Since its effective date on May 25, 2018, the European Union’s (EU) General Data Protection Regulation (GDPR) has affected individuals and businesses around the world.
No doubt you’ve noticed your favorite website’s cookie consent pop-ups and privacy choices. Perhaps you’ve been involved with getting your business to GDPR compliance. You might have also heard of companies getting fined for violations, or have even exercised your own “data subject” privacy rights (more info on that below).
Whatever your experience so far with the GDPR, you still might not be clear on what it exactly is, or you have gaps in your GDPR knowledge. Let’s fix that.
In this post, we’ll look at the GDPR in more detail, including a brief history, what it is, and how it affects individuals and businesses alike. We’ll also cover a few basic steps toward compliance.
Here’s a brief history and timeline overview of how the GDPR came to be. Believe it or not, its roots are traceable back to 1950:
• 1950 - The European Convention on Human Rights is drafted, which includes Article 8, “Right to respect for private and family life.” This sets the stage for privacy protection in the EU.
• 1995 - EU passes the European Data Protection Directive to address the need for minimum data privacy and security standards for technology and internet developments.
• 2012 - The European Commission proposes comprehensive reform to the 1995 European Data Protection Directive.
• 2014 - The European Parliament adopts the GDPR.
• 2016 - The GDPR enters into force.
• 2018 - All organizations are required to be compliant as of May 25, 2018.
As you may have gathered by now, the GDPR is a sweeping data privacy law devised to give EU citizens more control over their data. In fact, the GDPR prioritizes an individual’s rights over their data above everything else.
To accomplish this, it codifies various individual data rights, establishes key principles for data protection, and defines requirements for businesses to comply.
The GDPR applies to businesses who offer goods and services to EU citizens (also called data subjects), whether or not the business operates within the EU. When these businesses handle EU citizen data (including monitoring online behavior), they are broken down into two data-handling categories: processors and controllers.
At this point, it will help to go over a few basic definitions under GDPR:
• Data subject - any EU citizen (“an identified or identifiable natural person”) whose data is collected, monitored, processed, etc.
• Data processing - any automated or manual action performed on personal data
• Data controller - any party that handles and decides why and how data subject information is processed
• Data processor - any third party that processes personal data for a data controller
Now that you know the GDPR’s purpose and who it applies to, what are the privacy rights of the individual data subject?

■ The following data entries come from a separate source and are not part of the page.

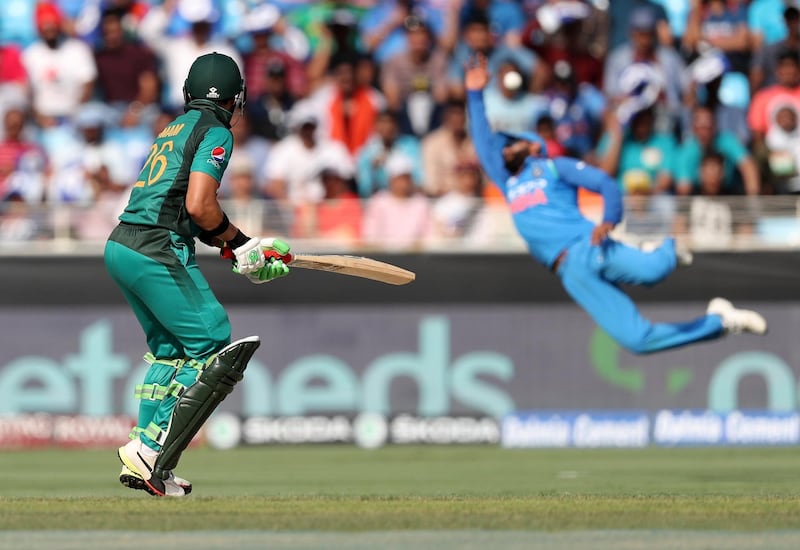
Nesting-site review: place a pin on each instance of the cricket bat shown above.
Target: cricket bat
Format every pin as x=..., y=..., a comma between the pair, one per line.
x=354, y=266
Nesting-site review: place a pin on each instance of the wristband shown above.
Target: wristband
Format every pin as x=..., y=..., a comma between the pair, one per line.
x=221, y=228
x=238, y=240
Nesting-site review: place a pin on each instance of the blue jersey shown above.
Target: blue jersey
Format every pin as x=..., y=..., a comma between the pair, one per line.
x=543, y=195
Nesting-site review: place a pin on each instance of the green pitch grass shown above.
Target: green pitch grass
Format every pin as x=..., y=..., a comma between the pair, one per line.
x=345, y=489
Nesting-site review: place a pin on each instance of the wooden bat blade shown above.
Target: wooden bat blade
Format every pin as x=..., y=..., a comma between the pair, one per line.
x=355, y=266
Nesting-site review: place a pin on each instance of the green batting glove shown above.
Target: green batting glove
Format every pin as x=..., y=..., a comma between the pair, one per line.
x=279, y=246
x=274, y=269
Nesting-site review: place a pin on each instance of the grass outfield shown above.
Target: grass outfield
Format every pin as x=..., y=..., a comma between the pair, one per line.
x=345, y=489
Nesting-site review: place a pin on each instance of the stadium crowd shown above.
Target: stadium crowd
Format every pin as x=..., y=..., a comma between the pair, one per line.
x=354, y=127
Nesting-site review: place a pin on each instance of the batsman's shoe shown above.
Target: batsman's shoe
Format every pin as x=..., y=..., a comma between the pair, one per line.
x=135, y=460
x=736, y=320
x=132, y=480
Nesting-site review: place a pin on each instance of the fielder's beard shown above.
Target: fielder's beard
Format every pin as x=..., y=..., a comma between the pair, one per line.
x=514, y=164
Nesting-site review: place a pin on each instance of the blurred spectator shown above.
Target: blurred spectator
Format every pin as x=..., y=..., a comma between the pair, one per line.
x=510, y=107
x=576, y=109
x=460, y=214
x=255, y=148
x=371, y=160
x=17, y=222
x=269, y=111
x=13, y=79
x=764, y=65
x=546, y=128
x=783, y=149
x=292, y=168
x=506, y=18
x=18, y=22
x=644, y=50
x=767, y=101
x=726, y=93
x=61, y=70
x=720, y=24
x=765, y=21
x=338, y=38
x=262, y=24
x=559, y=33
x=382, y=26
x=476, y=38
x=240, y=191
x=639, y=156
x=177, y=53
x=23, y=163
x=712, y=180
x=350, y=105
x=338, y=216
x=446, y=148
x=127, y=72
x=414, y=81
x=399, y=217
x=706, y=137
x=620, y=12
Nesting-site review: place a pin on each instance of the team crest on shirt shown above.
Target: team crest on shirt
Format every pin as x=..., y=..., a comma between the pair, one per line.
x=217, y=156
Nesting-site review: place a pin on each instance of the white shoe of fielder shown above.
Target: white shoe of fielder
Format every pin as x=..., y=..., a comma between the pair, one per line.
x=736, y=320
x=135, y=459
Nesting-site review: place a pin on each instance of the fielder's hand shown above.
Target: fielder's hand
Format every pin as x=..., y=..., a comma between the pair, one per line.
x=249, y=257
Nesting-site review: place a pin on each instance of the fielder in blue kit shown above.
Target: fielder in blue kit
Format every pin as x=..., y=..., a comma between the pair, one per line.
x=542, y=196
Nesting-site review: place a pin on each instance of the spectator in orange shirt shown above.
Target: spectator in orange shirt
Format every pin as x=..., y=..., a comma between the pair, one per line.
x=768, y=101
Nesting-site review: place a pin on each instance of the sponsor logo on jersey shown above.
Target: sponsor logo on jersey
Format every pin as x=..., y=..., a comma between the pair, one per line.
x=218, y=154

Here they are with a summary of each right:
• Right to be informed - Clear information must be provided to data subjects regarding how their personal information is collected and processed.
• Right to access - Collected personal data must be provided to data subjects on request.
• Right to rectification - Data subjects may correct inaccurate personal data.
• Right to erasure/right to be forgotten - Collected personal data must be deleted upon request.
• Right to restrict processing - Data subjects can limit how their personal information is processed under certain conditions.
• Right to data portability - Data subjects may move their data from one controller to another.
• Right to object - Data subjects can object to the processing of their data.
• Right to object to automated processing - Data subjects may object to automated data processing that legally affects them.
Of the 99 articles that currently make up the GDPR, Article 5 covers seven “Principles relating to the processing of personal data” in which tenets are laid out for the protection of personal data. If you collect or process personal data under the GDPR, you must protect data with the following principles in mind:
• Lawfulness, fairness, and transparency: You should process personal data lawfully, fairly, and transparently.
• Purpose limitation: You must collect personal data only for a specific and limited purpose.
• Data minimization: You must minimize the data collected to be adequate, relevant, and limited to what is necessary.
• Accuracy: Keep data accurate and up-to-date, and correct inaccuracies when possible.
• Storage limitation: Do not store personal data for longer than necessary.
• Integrity and confidentiality: You must ensure security measures are in place to maintain data integrity and confidentiality when processing personal data.
• Accountability: The data controller must show compliance with all the above principles.
If your business is looking to become GDPR compliant, there are a few things to keep in mind.
First, be sure you are familiar with GDPR basics by not only reading this post but reading the full text of the regulation.
Next, know and implement the Data Protection Principles of Article 5 and be able to fulfill all the data subjects’ rights and requests.
In addition, be sure your business implements other compliance requirements, such as:
• Compliant record keeping of all processing activities
• Other physical, technical, and administrative security measures and tests
• Data breach notifications (to authorities, individuals, media, etc.)
• A Data Protection Officer (DPO) who oversees and leads all GDPR compliance activities
Remember, if you control or process covered personal data under the GDPR and you are not compliant, your business is at risk of steep fines for violations.
The GDPR is arguably the strongest data privacy law in the world. With its deep history, a full suite of protective individual data rights, security principles, and compliance requirements, it is a framework that many countries and states who care about privacy can model and build upon.
If your company is controlling or processing EU data subjects’ personal information, you must be GDPR compliant.